Das, was man von dem Koalitionsabkommen weiß, hinterlässt bislang jedenfalls einen doppelten Eindruck. Auf der einen Seite spürt man, dass die Schwedische Koalition die Herausforderungen der Zukunft annehmen will. Haushaltssanierung, Rentenproblematik, die zu hohen Lohnkosten in Belgien: Es ist gut und richtig, dass sich die neue Regierung diesen Problemen stellen will und sich dabei offensichtlich nicht, wie bislang viel zu oft, auf kosmetische Korrekturen beschränkt.

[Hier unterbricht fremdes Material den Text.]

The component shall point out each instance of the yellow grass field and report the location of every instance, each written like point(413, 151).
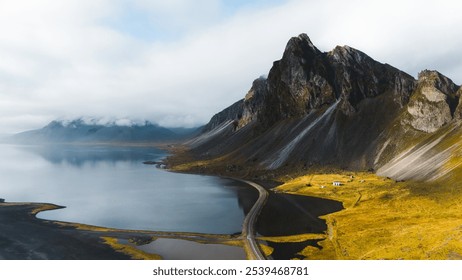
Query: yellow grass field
point(384, 219)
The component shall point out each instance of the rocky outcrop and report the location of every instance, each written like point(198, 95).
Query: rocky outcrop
point(458, 111)
point(433, 103)
point(339, 108)
point(232, 113)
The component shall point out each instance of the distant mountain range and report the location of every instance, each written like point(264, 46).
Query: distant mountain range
point(339, 109)
point(93, 130)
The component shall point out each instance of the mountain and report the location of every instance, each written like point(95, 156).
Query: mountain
point(339, 109)
point(83, 130)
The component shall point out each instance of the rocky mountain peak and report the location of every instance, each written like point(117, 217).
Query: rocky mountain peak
point(301, 45)
point(434, 79)
point(347, 55)
point(434, 103)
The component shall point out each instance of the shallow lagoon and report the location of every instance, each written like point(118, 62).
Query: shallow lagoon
point(111, 187)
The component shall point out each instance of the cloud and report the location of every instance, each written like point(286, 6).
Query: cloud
point(179, 62)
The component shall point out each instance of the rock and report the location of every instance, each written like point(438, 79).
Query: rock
point(430, 106)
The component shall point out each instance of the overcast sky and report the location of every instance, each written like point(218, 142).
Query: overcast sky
point(178, 62)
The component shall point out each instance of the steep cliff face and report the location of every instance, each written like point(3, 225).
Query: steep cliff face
point(341, 108)
point(433, 102)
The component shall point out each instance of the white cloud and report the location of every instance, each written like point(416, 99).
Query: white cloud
point(61, 59)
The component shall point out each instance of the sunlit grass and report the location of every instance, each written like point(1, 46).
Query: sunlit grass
point(384, 219)
point(129, 250)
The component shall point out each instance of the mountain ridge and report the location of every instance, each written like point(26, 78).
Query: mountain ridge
point(90, 130)
point(340, 109)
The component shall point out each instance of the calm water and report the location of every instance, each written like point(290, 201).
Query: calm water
point(109, 186)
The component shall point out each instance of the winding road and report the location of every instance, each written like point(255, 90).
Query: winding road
point(248, 227)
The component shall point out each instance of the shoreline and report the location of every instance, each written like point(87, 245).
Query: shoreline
point(73, 241)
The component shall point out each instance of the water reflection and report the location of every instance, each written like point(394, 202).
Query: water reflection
point(109, 186)
point(79, 155)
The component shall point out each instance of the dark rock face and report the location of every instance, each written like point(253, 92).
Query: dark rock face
point(306, 79)
point(433, 103)
point(233, 113)
point(333, 108)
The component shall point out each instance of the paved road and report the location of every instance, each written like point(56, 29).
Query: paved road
point(248, 227)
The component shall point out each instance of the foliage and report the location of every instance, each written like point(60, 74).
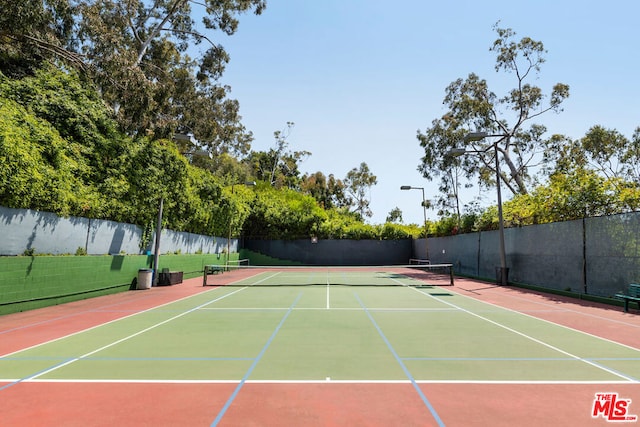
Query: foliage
point(473, 106)
point(395, 215)
point(284, 214)
point(357, 183)
point(136, 53)
point(278, 166)
point(329, 192)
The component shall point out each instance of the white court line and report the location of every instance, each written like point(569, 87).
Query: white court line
point(107, 323)
point(529, 337)
point(75, 359)
point(318, 381)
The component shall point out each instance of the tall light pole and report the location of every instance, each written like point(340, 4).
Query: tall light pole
point(248, 184)
point(478, 136)
point(424, 210)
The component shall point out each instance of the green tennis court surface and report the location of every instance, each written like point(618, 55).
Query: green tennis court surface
point(368, 325)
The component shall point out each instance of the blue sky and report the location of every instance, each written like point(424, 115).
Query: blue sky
point(360, 77)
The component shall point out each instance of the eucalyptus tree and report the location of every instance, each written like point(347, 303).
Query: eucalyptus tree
point(472, 106)
point(358, 182)
point(153, 63)
point(141, 52)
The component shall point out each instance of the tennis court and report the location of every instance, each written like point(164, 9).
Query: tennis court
point(374, 346)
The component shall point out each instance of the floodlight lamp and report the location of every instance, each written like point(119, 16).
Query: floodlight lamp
point(475, 136)
point(456, 152)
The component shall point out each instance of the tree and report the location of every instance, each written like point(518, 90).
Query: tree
point(33, 31)
point(472, 106)
point(328, 191)
point(358, 182)
point(137, 53)
point(278, 166)
point(395, 215)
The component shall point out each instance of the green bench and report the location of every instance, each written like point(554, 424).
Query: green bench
point(631, 294)
point(211, 269)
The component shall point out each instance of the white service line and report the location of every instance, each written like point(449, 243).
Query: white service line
point(75, 359)
point(522, 334)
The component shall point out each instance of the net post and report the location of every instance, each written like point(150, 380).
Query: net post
point(451, 273)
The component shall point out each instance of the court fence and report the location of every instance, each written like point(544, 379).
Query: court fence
point(596, 256)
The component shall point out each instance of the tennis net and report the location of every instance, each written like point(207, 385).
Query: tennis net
point(392, 275)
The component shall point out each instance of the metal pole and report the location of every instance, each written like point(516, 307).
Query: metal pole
point(503, 258)
point(426, 231)
point(156, 251)
point(230, 221)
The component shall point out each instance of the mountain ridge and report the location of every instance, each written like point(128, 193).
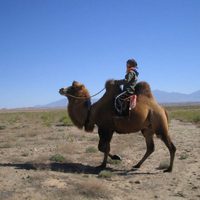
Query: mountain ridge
point(161, 96)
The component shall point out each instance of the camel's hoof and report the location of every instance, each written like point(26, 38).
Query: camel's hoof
point(168, 170)
point(116, 157)
point(101, 167)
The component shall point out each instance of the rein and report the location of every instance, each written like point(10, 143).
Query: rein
point(85, 98)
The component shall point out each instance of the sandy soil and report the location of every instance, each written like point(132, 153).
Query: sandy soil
point(26, 171)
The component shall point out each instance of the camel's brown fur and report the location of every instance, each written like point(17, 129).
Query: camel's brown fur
point(148, 117)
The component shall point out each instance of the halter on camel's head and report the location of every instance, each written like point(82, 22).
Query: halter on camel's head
point(75, 91)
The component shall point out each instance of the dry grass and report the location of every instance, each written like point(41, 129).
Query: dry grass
point(185, 113)
point(93, 189)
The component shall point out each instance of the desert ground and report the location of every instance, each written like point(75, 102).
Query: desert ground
point(43, 156)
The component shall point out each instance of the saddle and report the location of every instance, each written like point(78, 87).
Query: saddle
point(125, 105)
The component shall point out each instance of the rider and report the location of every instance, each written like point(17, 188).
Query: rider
point(129, 83)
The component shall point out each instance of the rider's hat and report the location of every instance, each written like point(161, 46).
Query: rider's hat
point(132, 62)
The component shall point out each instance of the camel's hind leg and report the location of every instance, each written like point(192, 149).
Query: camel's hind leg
point(148, 134)
point(172, 149)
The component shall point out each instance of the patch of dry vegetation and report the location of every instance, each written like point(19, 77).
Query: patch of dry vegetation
point(185, 113)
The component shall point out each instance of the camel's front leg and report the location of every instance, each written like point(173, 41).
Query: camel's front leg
point(104, 145)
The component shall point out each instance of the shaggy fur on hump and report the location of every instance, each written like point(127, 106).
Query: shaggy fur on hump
point(142, 88)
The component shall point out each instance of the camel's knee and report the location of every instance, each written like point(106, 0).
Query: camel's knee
point(151, 147)
point(173, 147)
point(104, 147)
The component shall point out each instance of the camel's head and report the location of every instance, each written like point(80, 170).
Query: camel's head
point(76, 89)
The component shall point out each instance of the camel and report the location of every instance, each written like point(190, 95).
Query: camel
point(148, 117)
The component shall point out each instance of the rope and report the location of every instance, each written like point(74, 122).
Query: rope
point(75, 97)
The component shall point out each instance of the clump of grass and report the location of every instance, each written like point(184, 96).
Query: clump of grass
point(105, 174)
point(183, 156)
point(65, 121)
point(186, 115)
point(2, 127)
point(164, 165)
point(47, 118)
point(91, 150)
point(93, 189)
point(114, 162)
point(6, 145)
point(57, 158)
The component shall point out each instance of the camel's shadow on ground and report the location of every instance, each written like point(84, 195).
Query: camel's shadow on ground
point(76, 168)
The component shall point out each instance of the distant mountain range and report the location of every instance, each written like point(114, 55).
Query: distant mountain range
point(161, 97)
point(175, 97)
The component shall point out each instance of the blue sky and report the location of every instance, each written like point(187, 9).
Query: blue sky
point(46, 44)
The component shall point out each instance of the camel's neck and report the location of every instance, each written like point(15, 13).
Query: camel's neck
point(78, 112)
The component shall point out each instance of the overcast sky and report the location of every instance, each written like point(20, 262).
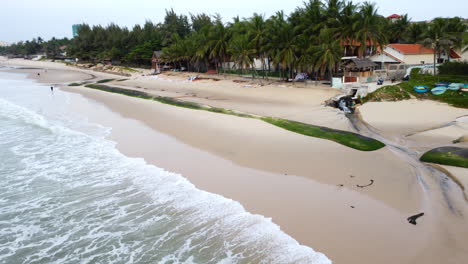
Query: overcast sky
point(25, 19)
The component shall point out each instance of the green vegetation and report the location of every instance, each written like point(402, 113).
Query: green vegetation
point(447, 156)
point(454, 68)
point(105, 80)
point(404, 90)
point(311, 39)
point(128, 69)
point(349, 139)
point(387, 93)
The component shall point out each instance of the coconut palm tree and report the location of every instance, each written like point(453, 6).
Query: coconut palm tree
point(282, 46)
point(257, 32)
point(443, 35)
point(242, 52)
point(217, 45)
point(369, 29)
point(327, 52)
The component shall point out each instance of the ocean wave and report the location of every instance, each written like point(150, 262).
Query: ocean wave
point(68, 197)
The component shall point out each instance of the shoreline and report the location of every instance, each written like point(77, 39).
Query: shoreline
point(293, 155)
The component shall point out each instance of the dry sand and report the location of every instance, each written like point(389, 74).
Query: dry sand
point(294, 179)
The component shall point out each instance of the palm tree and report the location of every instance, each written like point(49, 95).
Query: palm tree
point(327, 52)
point(443, 35)
point(368, 29)
point(217, 45)
point(242, 52)
point(282, 46)
point(415, 32)
point(257, 32)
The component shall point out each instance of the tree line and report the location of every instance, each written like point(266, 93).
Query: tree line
point(313, 38)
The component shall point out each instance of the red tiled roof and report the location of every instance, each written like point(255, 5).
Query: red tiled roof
point(394, 16)
point(454, 55)
point(355, 43)
point(411, 48)
point(393, 57)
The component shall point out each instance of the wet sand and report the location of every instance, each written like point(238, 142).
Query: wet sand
point(294, 179)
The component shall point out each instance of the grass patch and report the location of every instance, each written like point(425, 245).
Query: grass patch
point(387, 93)
point(349, 139)
point(447, 156)
point(105, 80)
point(128, 69)
point(346, 138)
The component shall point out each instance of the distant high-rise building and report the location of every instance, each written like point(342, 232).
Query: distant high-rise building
point(75, 29)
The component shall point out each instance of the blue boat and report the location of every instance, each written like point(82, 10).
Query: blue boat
point(421, 89)
point(442, 84)
point(438, 90)
point(455, 86)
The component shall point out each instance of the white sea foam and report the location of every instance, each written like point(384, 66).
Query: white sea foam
point(68, 197)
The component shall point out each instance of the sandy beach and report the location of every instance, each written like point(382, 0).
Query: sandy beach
point(308, 186)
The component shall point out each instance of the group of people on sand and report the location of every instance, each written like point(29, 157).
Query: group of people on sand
point(52, 87)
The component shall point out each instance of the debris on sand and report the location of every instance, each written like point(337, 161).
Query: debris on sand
point(412, 219)
point(362, 186)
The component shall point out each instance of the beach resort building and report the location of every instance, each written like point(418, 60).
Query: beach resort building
point(411, 54)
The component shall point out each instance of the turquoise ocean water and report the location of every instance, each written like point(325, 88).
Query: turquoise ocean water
point(67, 195)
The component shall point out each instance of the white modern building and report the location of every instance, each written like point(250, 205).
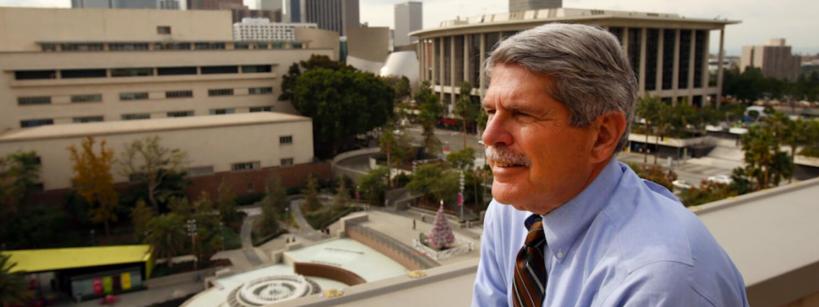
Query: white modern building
point(409, 17)
point(668, 52)
point(261, 29)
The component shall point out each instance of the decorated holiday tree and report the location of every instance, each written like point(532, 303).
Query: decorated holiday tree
point(441, 236)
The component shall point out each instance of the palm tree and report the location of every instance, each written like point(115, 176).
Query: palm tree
point(166, 235)
point(13, 290)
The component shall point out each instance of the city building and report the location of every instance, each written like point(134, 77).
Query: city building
point(261, 29)
point(332, 15)
point(112, 65)
point(774, 59)
point(409, 17)
point(526, 5)
point(215, 4)
point(126, 4)
point(213, 144)
point(668, 52)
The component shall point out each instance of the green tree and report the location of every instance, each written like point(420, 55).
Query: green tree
point(373, 185)
point(141, 215)
point(311, 201)
point(93, 180)
point(466, 107)
point(147, 161)
point(166, 235)
point(13, 287)
point(430, 111)
point(342, 104)
point(435, 183)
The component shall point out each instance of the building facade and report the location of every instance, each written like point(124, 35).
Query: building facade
point(261, 29)
point(213, 144)
point(667, 52)
point(113, 65)
point(409, 17)
point(526, 5)
point(774, 59)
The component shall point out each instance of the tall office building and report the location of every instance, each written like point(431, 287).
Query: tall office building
point(408, 17)
point(774, 59)
point(525, 5)
point(215, 4)
point(333, 15)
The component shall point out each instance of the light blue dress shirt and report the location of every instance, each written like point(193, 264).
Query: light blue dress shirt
point(623, 241)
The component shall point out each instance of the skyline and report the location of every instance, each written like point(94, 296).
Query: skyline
point(759, 22)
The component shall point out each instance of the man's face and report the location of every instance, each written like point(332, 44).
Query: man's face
point(539, 161)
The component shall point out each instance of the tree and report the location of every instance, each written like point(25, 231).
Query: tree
point(342, 104)
point(93, 180)
point(435, 183)
point(141, 215)
point(466, 107)
point(440, 237)
point(19, 175)
point(430, 111)
point(13, 287)
point(166, 235)
point(148, 161)
point(311, 201)
point(373, 185)
point(273, 205)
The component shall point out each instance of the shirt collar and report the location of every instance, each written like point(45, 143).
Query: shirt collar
point(563, 225)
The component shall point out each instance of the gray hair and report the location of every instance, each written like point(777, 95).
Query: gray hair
point(590, 72)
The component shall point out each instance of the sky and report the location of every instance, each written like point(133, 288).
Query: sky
point(794, 20)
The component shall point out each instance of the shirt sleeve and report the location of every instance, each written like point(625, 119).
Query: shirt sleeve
point(665, 284)
point(489, 288)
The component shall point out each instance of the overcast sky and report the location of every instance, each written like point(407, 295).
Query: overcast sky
point(794, 20)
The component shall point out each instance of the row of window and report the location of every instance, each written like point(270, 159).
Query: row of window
point(28, 123)
point(163, 46)
point(139, 72)
point(132, 96)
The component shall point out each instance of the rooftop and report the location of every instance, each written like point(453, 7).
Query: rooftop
point(148, 125)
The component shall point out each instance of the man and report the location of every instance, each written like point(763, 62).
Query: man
point(570, 225)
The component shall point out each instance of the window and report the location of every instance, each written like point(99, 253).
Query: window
point(86, 98)
point(180, 114)
point(257, 68)
point(127, 46)
point(200, 171)
point(175, 71)
point(179, 94)
point(260, 90)
point(35, 74)
point(220, 92)
point(28, 123)
point(222, 111)
point(33, 100)
point(261, 109)
point(132, 72)
point(241, 166)
point(136, 116)
point(87, 119)
point(82, 73)
point(163, 30)
point(133, 96)
point(207, 70)
point(286, 139)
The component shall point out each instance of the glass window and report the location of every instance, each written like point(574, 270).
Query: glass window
point(33, 100)
point(86, 98)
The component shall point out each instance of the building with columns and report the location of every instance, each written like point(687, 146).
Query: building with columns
point(668, 52)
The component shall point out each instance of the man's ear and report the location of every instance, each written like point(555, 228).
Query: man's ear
point(610, 127)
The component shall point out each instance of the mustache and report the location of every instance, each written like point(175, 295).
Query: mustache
point(505, 155)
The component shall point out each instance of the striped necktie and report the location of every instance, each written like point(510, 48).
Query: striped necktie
point(530, 268)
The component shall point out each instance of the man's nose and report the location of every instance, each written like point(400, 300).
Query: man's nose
point(496, 132)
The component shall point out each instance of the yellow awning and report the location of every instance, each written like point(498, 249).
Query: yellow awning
point(39, 260)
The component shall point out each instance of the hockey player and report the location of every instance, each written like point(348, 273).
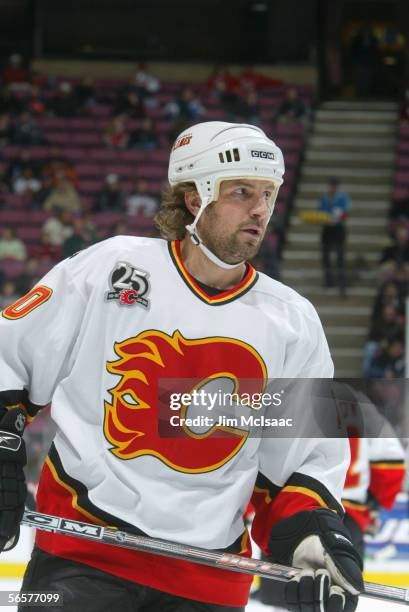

Natürlich können in diesem Fall die Rezepte nicht immer geruch- und schmerzlos sein. Wer den Bürgern weißmachen will, dass die Welt in Belgien – und offensichtlich nur in Belgien - auch in Zukunft so weiterlaufen kann, wie bisher, der ist geistig bei den Großen Streiks von 1960-61 stehengeblieben. Wer die 130 Jahre sozialen Fortschritts erhalten will, wie es sich die PS auf die Fahnen schreibt, der darf nicht rückwärtsgewandt sein, der muss die Systeme zukunftsfähig machen.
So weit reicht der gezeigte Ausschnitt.